Credit: Jenni Girtman
Credit: Jenni Girtman
Raymond King, the zoo’s president and chief executive since 2010, said he has regularly visited the pandas at least once a week.
“It’s always a pleasure,” he said. “After a frustrating budget meeting, I can go there and relax.”
He admits it will be jarring to see the space empty. “Pandas have a unique status,” he noted. “People come from all over the world to see them. You look at them and you want to cuddle them. Even watching them eat bamboo is entertaining.”
Zoo Atlanta has contributed $17 million over 25 years to panda conservation work in China, which has built more than 65 panda reserves. The panda’s status was upgraded from endangered to vulnerable in 2016 by the International Union for Conservation of Nature.
Over the years, Zoo Atlanta keepers have interacted regularly with counterparts in Chengdu, sharing information about panda medical care and behavioral research. “It’s been a multifaceted partnership,” King said.
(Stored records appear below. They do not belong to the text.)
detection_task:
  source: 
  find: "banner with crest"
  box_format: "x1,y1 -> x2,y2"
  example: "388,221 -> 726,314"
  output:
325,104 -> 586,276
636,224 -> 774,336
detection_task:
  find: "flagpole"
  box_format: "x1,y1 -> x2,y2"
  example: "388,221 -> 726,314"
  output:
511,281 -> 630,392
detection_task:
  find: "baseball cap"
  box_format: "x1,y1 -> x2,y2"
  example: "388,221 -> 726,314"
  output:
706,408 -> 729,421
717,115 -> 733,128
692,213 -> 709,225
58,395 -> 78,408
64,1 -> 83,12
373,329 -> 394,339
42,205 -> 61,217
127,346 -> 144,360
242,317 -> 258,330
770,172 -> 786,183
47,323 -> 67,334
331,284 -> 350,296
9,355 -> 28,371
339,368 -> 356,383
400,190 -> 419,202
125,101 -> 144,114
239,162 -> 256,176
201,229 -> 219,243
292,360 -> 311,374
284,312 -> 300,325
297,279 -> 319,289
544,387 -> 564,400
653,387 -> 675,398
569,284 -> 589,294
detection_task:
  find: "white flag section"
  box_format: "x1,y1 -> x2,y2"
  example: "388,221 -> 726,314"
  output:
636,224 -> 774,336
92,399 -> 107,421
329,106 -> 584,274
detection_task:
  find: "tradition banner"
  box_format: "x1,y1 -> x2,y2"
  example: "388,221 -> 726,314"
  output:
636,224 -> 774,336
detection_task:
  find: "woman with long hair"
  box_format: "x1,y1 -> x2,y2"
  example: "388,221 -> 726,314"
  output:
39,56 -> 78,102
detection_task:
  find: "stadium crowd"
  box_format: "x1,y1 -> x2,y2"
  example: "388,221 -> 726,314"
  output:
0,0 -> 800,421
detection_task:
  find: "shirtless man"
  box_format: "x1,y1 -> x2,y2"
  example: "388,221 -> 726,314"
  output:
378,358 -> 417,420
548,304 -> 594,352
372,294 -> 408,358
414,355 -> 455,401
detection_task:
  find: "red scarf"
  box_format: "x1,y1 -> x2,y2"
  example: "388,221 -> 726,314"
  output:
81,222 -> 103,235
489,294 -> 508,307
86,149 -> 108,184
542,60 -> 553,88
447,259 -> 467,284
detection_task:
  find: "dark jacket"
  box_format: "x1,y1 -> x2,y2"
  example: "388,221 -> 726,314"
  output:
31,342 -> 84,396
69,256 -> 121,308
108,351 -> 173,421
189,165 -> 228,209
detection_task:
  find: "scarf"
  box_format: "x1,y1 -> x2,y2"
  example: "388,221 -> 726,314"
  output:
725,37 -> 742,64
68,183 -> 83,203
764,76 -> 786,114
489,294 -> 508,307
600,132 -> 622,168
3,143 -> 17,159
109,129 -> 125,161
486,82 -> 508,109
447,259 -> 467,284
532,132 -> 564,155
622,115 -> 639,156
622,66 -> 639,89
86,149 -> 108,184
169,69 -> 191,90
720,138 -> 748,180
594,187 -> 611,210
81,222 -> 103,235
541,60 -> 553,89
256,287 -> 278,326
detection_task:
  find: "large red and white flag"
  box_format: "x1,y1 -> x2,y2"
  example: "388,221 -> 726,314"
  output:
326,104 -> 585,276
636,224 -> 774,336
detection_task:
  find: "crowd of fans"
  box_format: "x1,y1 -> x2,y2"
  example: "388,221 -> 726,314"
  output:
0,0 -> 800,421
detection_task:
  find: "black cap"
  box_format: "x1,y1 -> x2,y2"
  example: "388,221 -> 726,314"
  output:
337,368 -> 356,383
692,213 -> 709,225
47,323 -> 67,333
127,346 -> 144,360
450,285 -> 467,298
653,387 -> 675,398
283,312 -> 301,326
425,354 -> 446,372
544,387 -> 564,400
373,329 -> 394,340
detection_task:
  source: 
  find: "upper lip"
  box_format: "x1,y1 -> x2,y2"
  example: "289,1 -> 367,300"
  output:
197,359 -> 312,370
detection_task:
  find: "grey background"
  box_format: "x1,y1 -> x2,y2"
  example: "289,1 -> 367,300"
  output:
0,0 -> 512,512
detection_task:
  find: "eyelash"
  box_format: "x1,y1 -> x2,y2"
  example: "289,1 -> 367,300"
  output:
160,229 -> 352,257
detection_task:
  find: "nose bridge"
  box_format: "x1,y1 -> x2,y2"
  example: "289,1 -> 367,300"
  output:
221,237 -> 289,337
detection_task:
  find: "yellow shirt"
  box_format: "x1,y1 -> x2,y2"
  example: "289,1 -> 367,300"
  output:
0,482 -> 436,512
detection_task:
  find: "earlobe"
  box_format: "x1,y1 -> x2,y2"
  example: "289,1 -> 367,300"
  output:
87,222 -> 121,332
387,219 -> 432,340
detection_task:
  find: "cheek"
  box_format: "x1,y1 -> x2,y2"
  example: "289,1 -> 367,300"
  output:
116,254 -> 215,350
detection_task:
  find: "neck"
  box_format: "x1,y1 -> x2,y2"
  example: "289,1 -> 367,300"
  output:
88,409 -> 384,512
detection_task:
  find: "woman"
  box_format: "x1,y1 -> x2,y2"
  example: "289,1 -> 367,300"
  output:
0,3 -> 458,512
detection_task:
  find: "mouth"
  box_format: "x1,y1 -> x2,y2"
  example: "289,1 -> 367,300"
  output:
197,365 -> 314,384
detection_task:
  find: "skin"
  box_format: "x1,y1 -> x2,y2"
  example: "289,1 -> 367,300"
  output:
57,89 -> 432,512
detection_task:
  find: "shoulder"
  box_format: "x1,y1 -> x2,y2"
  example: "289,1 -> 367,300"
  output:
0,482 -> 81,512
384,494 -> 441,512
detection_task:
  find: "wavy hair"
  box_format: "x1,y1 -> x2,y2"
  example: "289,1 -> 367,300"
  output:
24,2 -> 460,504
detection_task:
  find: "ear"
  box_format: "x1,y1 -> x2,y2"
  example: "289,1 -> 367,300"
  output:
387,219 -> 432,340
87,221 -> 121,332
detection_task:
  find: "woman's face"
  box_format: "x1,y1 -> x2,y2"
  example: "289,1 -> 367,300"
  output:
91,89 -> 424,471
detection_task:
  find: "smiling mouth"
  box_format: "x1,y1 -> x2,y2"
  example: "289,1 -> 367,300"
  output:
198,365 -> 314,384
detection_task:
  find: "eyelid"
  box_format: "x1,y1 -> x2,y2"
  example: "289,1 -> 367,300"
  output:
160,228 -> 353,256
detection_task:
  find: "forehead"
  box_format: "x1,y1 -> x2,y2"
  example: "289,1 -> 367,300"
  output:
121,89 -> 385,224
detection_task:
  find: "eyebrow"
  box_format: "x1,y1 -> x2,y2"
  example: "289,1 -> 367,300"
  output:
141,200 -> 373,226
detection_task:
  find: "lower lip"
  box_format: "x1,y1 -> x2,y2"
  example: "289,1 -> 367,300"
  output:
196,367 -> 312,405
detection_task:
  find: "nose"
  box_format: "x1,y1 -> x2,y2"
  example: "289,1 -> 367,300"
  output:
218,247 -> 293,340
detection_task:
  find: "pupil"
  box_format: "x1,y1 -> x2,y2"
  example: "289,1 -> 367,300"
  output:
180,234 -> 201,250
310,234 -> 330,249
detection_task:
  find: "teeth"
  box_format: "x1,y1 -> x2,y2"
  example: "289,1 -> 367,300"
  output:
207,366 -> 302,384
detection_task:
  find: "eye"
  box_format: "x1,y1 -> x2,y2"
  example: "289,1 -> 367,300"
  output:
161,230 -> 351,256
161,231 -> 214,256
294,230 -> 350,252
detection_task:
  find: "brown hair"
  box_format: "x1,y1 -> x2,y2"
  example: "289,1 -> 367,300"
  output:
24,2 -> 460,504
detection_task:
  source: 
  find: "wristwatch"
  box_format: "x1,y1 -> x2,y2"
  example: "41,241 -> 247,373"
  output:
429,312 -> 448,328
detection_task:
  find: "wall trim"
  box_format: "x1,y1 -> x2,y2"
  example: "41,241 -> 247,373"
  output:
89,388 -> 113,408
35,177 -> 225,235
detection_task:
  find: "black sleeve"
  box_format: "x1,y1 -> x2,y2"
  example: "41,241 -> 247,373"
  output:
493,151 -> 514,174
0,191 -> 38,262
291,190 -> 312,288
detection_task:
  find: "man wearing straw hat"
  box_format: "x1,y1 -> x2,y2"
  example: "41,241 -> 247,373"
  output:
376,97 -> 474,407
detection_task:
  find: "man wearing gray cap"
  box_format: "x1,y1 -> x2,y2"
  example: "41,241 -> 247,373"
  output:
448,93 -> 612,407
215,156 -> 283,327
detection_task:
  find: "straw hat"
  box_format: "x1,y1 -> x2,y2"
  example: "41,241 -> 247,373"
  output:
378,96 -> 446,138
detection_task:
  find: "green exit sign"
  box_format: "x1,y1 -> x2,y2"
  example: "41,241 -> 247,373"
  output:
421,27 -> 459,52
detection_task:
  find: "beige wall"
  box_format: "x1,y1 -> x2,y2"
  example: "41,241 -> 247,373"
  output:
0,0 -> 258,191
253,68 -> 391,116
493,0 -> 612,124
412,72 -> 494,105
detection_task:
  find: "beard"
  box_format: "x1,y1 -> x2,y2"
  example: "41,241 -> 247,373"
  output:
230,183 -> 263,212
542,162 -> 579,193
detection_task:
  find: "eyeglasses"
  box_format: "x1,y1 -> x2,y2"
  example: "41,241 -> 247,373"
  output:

The pandas didn’t entirely turn around the zoo’s financial fortunes. The zoo was still losing money 10 years after they arrived. It wasn’t until King took over in 2010 that the zoo was able to find its financial footing and is now consistently in the black. He’s a longtime SunTrust bank executive with no background in managing zoos, but he has deep connections in the business community that helped boost fundraising.
“We have almost a new zoo compared to 1999,” King said, noting the new reptilian center in 2015 and the $50 million African Savanna habitat that opened in 2019.
King said there are no specific plans yet on what to do with the real estate left behind at the zoo by the pandas but he said he hopes Atlanta will get pandas again. The San Diego Zoo returned pandas in 2019 but received two new ones earlier this year. The National Zoo in Washington, D.C., also ended a loan agreement in 2023 but China quickly agreed to provide them more later this year.